Oui, j'avoue, mon titre est assez facile, mais mon envie de le mettre était irrépressible. Chaque fois que le nom d'un éventuel futur Premier Ministre est donné en pâture aux médias et à la classe politique, c'est comme si on le jetait dans une mare à piranhas, et généralement, il est immédiatement déchiqueté, il ne dure pas vingt-quatre heures (le "on", en l'occurrence, semble être l'Élysée lui-même). Ce lundi 2 septembre 2024, jour de la rentrée scolaire, c'était le jour de Thierry Beaudet.

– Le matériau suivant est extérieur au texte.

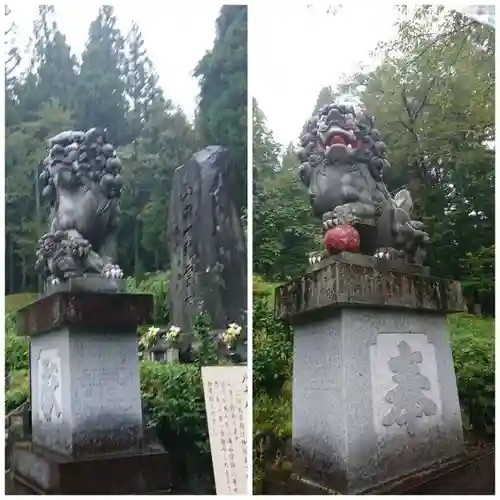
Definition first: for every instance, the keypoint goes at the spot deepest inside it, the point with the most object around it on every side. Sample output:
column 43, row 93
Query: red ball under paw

Pourtant, cette journée du lundi était effectivement bien consacrée à de nouvelles consultations du chef de l'État, mais uniquement des politiques : Emmanuel Macron a rencontré Bernard Cazeneuve, François Hollande, Xavier Bertrand, Nicolas Sarkozy, François Bayrou et Gabriel Attal. Le nom des visiteurs n'est pas anodin : Bernard Cazeneuve, à gauche, et Xavier Bertrand, à droite, sont régulièrement évoqués depuis le second tour des élections législatives du 7 juillet 2024.

L'hypothèse Bernard Cazeneuve semble avoir du plomb dans l'aile après avoir été hué à Blois par les militants socialistes, à l'initiative d'une invitée, Clémentine Autain, et sans réaction des dirigeants du PS. Le risque pour Emmanuel Macron, d'ailleurs, serait qu'un Premier Ministre Bernard Cazeneuve, qui demanderait l'ensemble des pouvoirs de chef du gouvernement, soit l'otage de la gauche et se sente obligé de proposer des mesures emblématiques très à gauche (comme l'abrogation de la réforme des retraites ou le rétablissement de l'ISF) pour préserver la tolérance des députés de la nouvelle farce populaire (NFP).

L'hypothèse Xavier Bertrand semble aussi avoir du plomb dans l'aile depuis la venue de Marine Le Pen à l'Élysée le 26 août 2024 : la présidente du groupe RN à l'Assemblée avait alors assuré que le groupe RN voterait la censure dès l'éventuelle nomination de Xavier Bertrand, fer de lance de la lutte anti-RN qui avait affronté (et battu) Marine Le Pen elle-même aux élections régionales des Hauts-de-France en décembre 2015.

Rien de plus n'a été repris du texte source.